La justice égyptienne leur reproche d’avoir publié en août 2022, une enquête révélant que des membres du Parti du futur de la nation, étaient impliqués dans de “graves” affaires de corruption et de trafic d’influence, qui “devraient entraîner leur retrait de la scène politique’’. Suite à la publication de cet article, des dizaines de plaintes avaient été déposées par des membres du Parti du futur de la nation, parti politique majoritaire au sein de la Chambre des représentants égyptienne et soutien du président Abdel Fattah al-Sissi, certaines accusant notamment les journalistes d’avoir diffusé de “fausses nouvelles”. Si elles sont reconnues coupables, les trois journalistes de Mada Masr risquent entre six mois à deux ans d’emprisonnement, ainsi que des amendes pouvant aller de 50 000 à 300 000 Livres égyptiennes (soit 1500 à 9200 euros).

Ce procès contre les journalistes de Mada Masr est un simulacre de justice et fait partie de l’arsenal d’intimidation et de harcèlement que le gouvernement égyptien déploie depuis des années contre ce média indépendant qui diffuse des informations au nom de l’intérêt public, déplore le responsable du bureau Moyen-Orient de RSF, Jonathan Dagher. Nous demandons l'abandon immédiat de toutes les poursuites contre Beesan Kassab, Sara Seif Eddin et Rana Mamdouh, ainsi que la libération des 23 autres journalistes actuellement détenus par le pouvoir égyptien.” 

La demande de licence du site web de Mada Masr officiellement rejetée

À l’approche du procès des trois journalistes, le Conseil suprême de la presse et des médias, organe de tutelle créé par le président Abdel Fattah al-Sissi, a officialisé le 28 février 2023,  avec quatre ans de retard, le rejet de la licence du site web de Mada Masr, dont l’accès est de fait bloqué en Egypte depuis 2017.

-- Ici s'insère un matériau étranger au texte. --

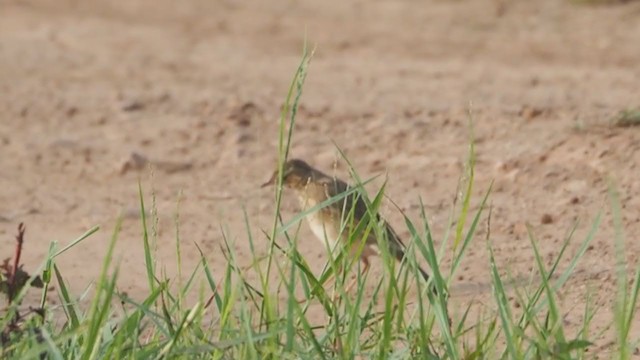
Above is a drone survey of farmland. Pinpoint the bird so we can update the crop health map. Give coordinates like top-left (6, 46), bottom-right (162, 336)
top-left (261, 158), bottom-right (435, 295)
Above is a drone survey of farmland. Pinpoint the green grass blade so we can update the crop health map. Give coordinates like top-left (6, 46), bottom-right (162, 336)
top-left (450, 182), bottom-right (492, 280)
top-left (526, 224), bottom-right (565, 345)
top-left (138, 181), bottom-right (156, 293)
top-left (487, 236), bottom-right (520, 359)
top-left (81, 218), bottom-right (121, 360)
top-left (53, 264), bottom-right (80, 329)
top-left (453, 124), bottom-right (476, 251)
top-left (53, 226), bottom-right (100, 258)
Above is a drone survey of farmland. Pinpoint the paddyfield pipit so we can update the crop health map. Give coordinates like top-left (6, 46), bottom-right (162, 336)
top-left (262, 158), bottom-right (434, 294)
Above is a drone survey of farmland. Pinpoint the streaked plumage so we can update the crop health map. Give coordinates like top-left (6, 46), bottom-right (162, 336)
top-left (262, 158), bottom-right (432, 285)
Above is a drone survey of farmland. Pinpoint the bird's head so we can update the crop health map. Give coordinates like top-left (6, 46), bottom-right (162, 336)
top-left (261, 158), bottom-right (314, 189)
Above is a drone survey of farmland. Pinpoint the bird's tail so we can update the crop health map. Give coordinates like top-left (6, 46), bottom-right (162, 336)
top-left (385, 226), bottom-right (438, 295)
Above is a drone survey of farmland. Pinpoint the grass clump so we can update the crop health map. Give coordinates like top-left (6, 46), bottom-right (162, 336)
top-left (611, 108), bottom-right (640, 128)
top-left (1, 48), bottom-right (639, 359)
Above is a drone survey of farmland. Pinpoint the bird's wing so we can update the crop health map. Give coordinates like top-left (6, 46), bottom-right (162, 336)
top-left (315, 172), bottom-right (434, 288)
top-left (320, 176), bottom-right (408, 249)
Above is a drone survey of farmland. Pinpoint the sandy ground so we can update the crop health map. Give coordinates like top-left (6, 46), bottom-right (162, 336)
top-left (1, 0), bottom-right (640, 353)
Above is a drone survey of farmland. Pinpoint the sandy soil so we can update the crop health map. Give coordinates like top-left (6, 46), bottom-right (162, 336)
top-left (1, 0), bottom-right (639, 353)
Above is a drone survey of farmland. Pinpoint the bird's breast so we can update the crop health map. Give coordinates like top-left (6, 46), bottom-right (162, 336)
top-left (297, 194), bottom-right (341, 248)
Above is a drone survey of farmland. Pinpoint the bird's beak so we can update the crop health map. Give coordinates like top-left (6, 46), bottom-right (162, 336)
top-left (261, 173), bottom-right (276, 188)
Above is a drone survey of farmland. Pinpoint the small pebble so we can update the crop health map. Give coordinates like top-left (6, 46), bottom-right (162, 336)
top-left (541, 213), bottom-right (554, 224)
top-left (122, 100), bottom-right (145, 112)
top-left (119, 152), bottom-right (149, 174)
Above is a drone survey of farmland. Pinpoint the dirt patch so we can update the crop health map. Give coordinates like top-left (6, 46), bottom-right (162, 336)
top-left (1, 0), bottom-right (639, 351)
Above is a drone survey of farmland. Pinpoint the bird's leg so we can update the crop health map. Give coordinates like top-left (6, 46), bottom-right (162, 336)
top-left (298, 262), bottom-right (342, 304)
top-left (343, 256), bottom-right (370, 294)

Conformément à une nouvelle loi sur les médias, Mada Masr avait soumis une demande de licence au Conseil suprême de la presse et des médias en 2018 pour autoriser la publication de son site web mais sa demande n’avait jamais reçu de réponse officielle de la part de l’institution. Depuis, la rédactrice en chef de Mada Masr Lina Atallah, avait pris connaissance de façon officieuse de la réponse négative de l’organe de tutelle, en septembre 2022, lors de son interrogatoire, dans le cadre des plaintes déposées contre les trois journalistes Beesan Kassab, Sara Seif Eddin et Rana Mamdouh, lorsqu’une lettre de rejet lui avait été présentée et qu’on lui avait reproché de “gérer un site web sans la licence appropriée”. 

Suite à cette découverte, Mada Masr avait lancé une action en justice pour contraindre le Conseil suprême de la presse et des médias à justifier les causes de son refus par écrit. Selon l’organe de tutelle, le site web indépendant  aurait soumis sa demande de licence trop tardivement en 2020, six mois après la publication du règlement exécutif de la nouvelle loi sur les médias. D’autres motifs de rejet sont énumérés par l’institution égyptienne, parmi lesquels l’invalidité présumée des documents présentés lors de sa demande. Des manquements contestés par le site d’information indépendant. 

L’Officialisation du refus de la licence du site web de Mada Masr est hautement symbolique. Non seulement parce que le site d’information indépendant est l'une des dernières publications en Égypte à ne pas être tombées sous le contrôle ou l'influence directe de l'État égyptien, mais aussi parce que ce dernier assume ainsi au grand jour son acharnement contre le journalisme indépendant et la liberté d’expression.